テーマである「考える力」を磨く手段として、「なぜだろう」という疑問を追いかけていくべきだということが述べられています。頭に浮かんだ疑問を追いかけていく、こうやって書くのは簡単なのですが、実践するのは難しいです。少女が白旗を揚げている写真を見て、「なぜ白旗が降伏を現すのか」「それはいつの時代からなのか」と疑問を持てるかどうか、などなど。
考えることに付随していろいろな話題が章立てされています。書き残しておきたいことを2つメモしておきます。
まずは1章の時間の使い方。ここではカレンダーの使い方の話が新鮮でした。筆者はトイレにカレンダーをかけていると言います。これは日めくりのカレンダーではなく、1か月ごとのカレンダーであると。
曰く『一日の始まりにあたって、しばしの間でもカレンダーを眺めるのは大切なこと。まず、第一にその日一日の行動予定を考えることができる。しかもその一日は、わたしの一週間や一か月の中で孤立した一日ではない。昨日から今日へ、さらに明日へ、来週へと連なってゆく流れの中にあるのだ。』これは忘れがちなことだなぁと思います。今日は今日単独として存在しているのではないということを、常に頭において行動をしているということでしょう。
2個目が11章の発想力について書かれた部分。「青空」という題で作文を書くとする。筆者は『ある題を与えられた人々がまず思い浮かべるのは、ほとんど似通ったことばかりなのである。』と言う。「青空」の場合は美しかった青空の思い出。作文にすると、『思い出の競作』になってしまうと言う。

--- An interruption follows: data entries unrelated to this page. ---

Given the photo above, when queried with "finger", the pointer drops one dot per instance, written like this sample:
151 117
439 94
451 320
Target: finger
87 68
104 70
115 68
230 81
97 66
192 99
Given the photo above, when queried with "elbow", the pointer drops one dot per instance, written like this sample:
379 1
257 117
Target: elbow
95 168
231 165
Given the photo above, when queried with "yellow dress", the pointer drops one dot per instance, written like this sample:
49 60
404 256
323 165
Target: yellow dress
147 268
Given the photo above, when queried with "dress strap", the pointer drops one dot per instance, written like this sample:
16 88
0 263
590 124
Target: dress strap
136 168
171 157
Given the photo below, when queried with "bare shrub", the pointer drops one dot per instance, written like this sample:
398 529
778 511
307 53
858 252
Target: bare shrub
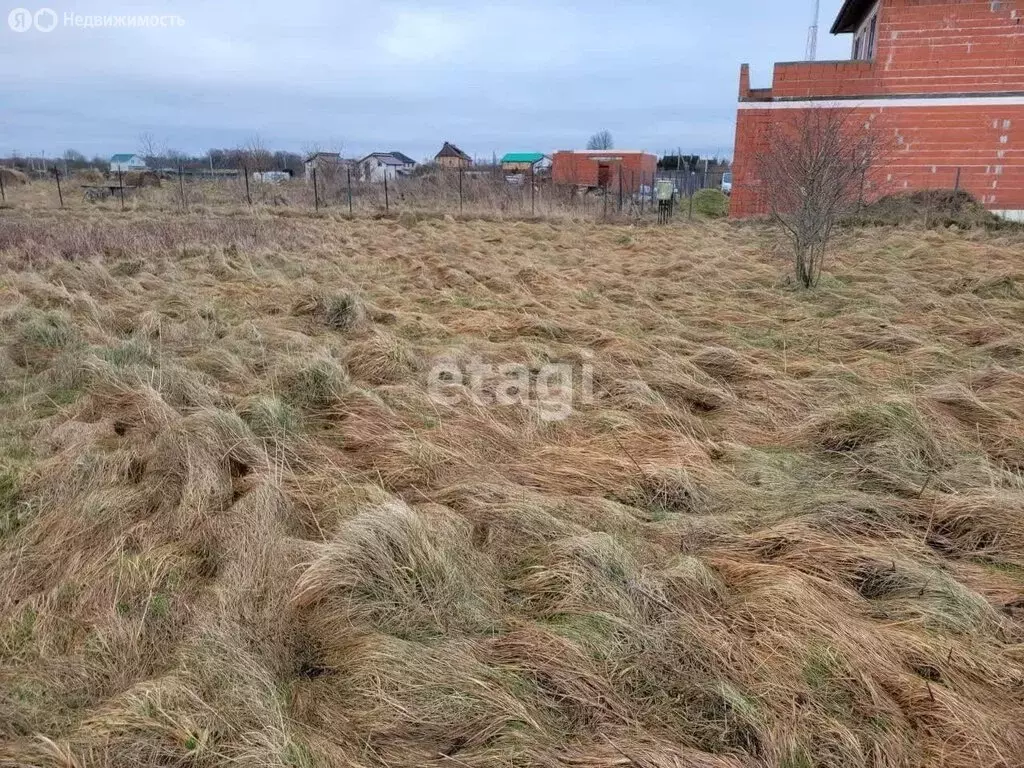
814 171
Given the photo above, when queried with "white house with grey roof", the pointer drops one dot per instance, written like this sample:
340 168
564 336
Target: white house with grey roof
127 162
385 165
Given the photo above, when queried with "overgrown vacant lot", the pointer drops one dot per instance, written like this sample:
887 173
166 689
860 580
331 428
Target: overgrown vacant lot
237 528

これはまさにその通りだなと思いました。オリジナルなことを書いているつもりでも、何を書いているのかと言えば、青空という言葉を申し訳程度に添えた思い出話。ありがちだなぁと思いました。ではどうすればよいのか。筆者はここでも『なぜ?』がものをいうと書いています。その日の青空がなぜ印象的だったのか。『一般的な意味での美しさではなく、自分にとってかくも美しいのはなぜか、を問うのだ。あくまでも、自分との関係においてである。』
なるほどと思いました。青空と自分との関係を「なぜ?」によって突き詰めていく。テーマは青空であり、自分にしか書けない文章ができあがっていくはずでしょう。
このほかにも、考えることについていろいろな切り口から鋭い考察がなされています。長い間読まれ続けて、今年改訂版が出た理由がわかる1冊でした。